— Сначала — попьем, — распорядился я. — По одной, не увлекаясь…
Керим вытащил длинную деревянную затычку, наклонил кувшин и подал мне первому, как старшему по званию. Пиала была большая, из таких не пьют, а едят суп или второе, не меньше чем пол-литра вмещается. Я ее осушил, не отрывая от губ, стараясь не пролить ни капельки. Действительно, больше всего походило на фруктовый сок, без лишней сладости, скорее уж с кислинкой, как сливовый, но вроде бы и не совсем сливовый… Ужасно хотелось еще, но я сдержался, сам отдал приказ — по одной. Следовало быть экономнее.

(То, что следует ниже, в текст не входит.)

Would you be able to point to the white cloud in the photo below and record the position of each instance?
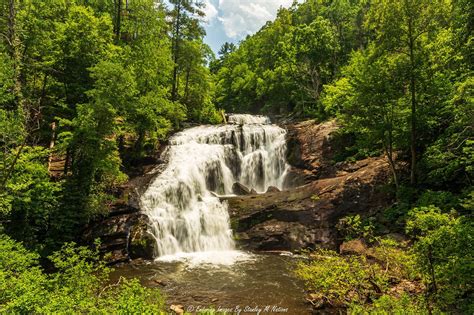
(243, 17)
(210, 10)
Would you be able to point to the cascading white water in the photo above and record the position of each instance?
(206, 161)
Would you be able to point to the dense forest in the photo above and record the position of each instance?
(95, 86)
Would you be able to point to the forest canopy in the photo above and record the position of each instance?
(89, 89)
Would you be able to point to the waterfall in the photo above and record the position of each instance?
(204, 162)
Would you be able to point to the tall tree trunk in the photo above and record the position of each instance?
(14, 49)
(118, 25)
(174, 91)
(413, 102)
(51, 145)
(186, 89)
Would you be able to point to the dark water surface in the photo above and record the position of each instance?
(254, 283)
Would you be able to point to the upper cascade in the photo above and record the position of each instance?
(204, 162)
(243, 119)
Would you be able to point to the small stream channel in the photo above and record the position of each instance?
(251, 283)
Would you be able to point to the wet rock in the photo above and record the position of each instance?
(311, 148)
(123, 237)
(142, 243)
(353, 247)
(272, 189)
(306, 216)
(240, 190)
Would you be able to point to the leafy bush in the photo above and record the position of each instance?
(79, 284)
(444, 254)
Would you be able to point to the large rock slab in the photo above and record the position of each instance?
(306, 216)
(123, 235)
(311, 149)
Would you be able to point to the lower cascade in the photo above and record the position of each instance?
(205, 162)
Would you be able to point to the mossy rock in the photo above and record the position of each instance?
(141, 242)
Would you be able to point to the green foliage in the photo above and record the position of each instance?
(339, 279)
(444, 251)
(29, 198)
(79, 284)
(386, 304)
(102, 74)
(354, 281)
(283, 67)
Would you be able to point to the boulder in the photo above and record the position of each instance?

Когда все напились, я развернул узел — там кучей лежали большие толстые лепешки, примерно одной величины. Бог ты мой, как от них пахло! Кишки сами собой зашевелились. Но и тут следовало соблюдать умеренность. Я сосчитал — десять. Отомкнутым штыком начал их резать пополам, стараясь, чтобы половинки вышли одинаковыми. Толстые, в два пальца, поджаристые, но нисколечко не подгорелые — белый хлеб, мягкий, духовитый… Роздал по половинке, смолотили мы его вмиг. И на душе повеселело. Мало, конечно, каждому досталось, казалось, я бы один быстро уплел весь десяток и кувшин опростал до донышка, но следовало приберечь и на завтра. А то и растянуть завтра на два раза, впереди полная неизвестность…
Никто так и не задал ни единого вопроса.
Я, как повелось в эти дни, выставил часового, оставшимся двум велел укладываться спать, предупредив прежде, в какой последовательности они будут часового сменять, а сам отошел с Керимом на десяток шагов. Спросил, не мешкая:
— Откуда это все?
Он чуть помолчал, словно раздумывал, потом все же сказал:
— Как бы вам объяснить, товарищ комод… Понимаете, есть калитки, которые ведут в другие места… оказалось, и тут калитку найти можно…
— Какие такие «другие места»? — удивился я.
Он пожал плечами:
— Другие, и все тут. Не наши, пожалуй что, точнее не объяснить: у нас их по-другому и не называли, а сам я название подыскать не берусь, образования маловато…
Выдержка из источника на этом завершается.